With a major environmental analysis completed and summer weather on the horizon, the time is ripe for thinning to gear up on the largest forest restoration project in the country. In the coming year, the Forest Service is set to open up more than 41,000 acres for thinning and biomass removal across the 3.2 million-acre Four Forest Restoration Initiative (4FRI).
But a recent letter sent by one of the region’s prominent logging companies, as well as comments from several of the area’s longtime loggers and wood processors indicate that in the eyes of many, 4FRI, as well as the company holding the largest contract on the project, are still falling short.
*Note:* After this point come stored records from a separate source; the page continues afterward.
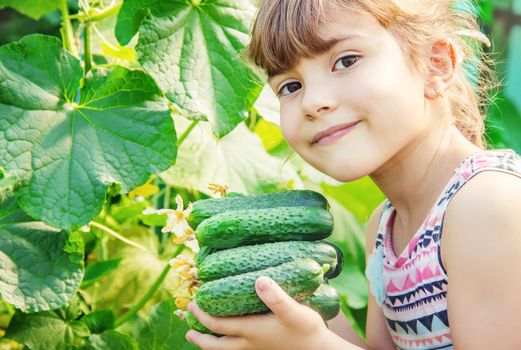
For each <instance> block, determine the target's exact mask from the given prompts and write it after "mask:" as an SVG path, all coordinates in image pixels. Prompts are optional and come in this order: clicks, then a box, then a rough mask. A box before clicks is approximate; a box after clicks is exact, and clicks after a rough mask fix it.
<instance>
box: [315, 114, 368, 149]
mask: <svg viewBox="0 0 521 350" xmlns="http://www.w3.org/2000/svg"><path fill="white" fill-rule="evenodd" d="M359 122H360V120H357V121H355V122H351V123H344V124H339V125H335V126H333V127H331V128H329V129H326V130H323V131H321V132H318V133H316V134H315V136H314V137H313V139H312V140H311V143H312V144H315V143H320V140H324V139H326V138H328V137H331V138H335V139H336V137H334V136H338V137H342V136H344V135H345V133H346V132H347V131H349V129H350V128H351V127H352V126H354V125H356V124H358V123H359ZM333 135H334V136H333Z"/></svg>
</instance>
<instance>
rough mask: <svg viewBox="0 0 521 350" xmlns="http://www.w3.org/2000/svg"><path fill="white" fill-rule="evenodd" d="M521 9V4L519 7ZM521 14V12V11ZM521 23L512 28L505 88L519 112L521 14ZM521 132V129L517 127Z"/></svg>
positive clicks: (520, 14) (519, 4) (520, 105)
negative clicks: (507, 81) (506, 76)
mask: <svg viewBox="0 0 521 350" xmlns="http://www.w3.org/2000/svg"><path fill="white" fill-rule="evenodd" d="M518 6H519V7H520V8H521V2H520V4H519V5H518ZM520 12H521V11H520ZM517 18H518V19H519V22H518V24H519V25H517V26H515V27H514V28H512V32H511V34H510V40H509V42H508V63H507V72H506V73H507V81H508V84H507V85H506V86H505V95H506V96H508V97H509V98H510V100H511V101H512V102H513V103H514V105H515V106H516V108H517V110H518V111H521V65H519V60H521V13H520V15H519V16H518V17H517ZM517 129H518V130H521V127H520V126H518V127H517Z"/></svg>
Steve Reidhead, the president of Tri-Star Logging, signed the letter dated May 6 that was sent to county supervisors, state and federal legislators as well as Forest Service officials. The letter called out a newsletter announcement by Good Earth Power AZ, the company that holds the largest forest stewardship contract under 4FRI, that it plans to start its own trucking company due to a shortage of trucks and hauling equipment in the area.
Trucking is readily available in the area, the letter said, but Good Earth Power AZ “is not paying trucking companies what they are owed, as a result the companies will not work with them.” At the time it was written, the letter alleged that Good Earth Power AZ owed 10 trucking companies a total of $456,749 for work done hauling timber and forest slash. Good Earth Power AZ, through a PR agency hired by the company, said it will not comment on the letter.
However, four of the companies listed in the letter, including Tri-Star, said in recent interviews that Good Earth has paid at least part of the sum they were owed and at least two are continuing to work for Good Earth.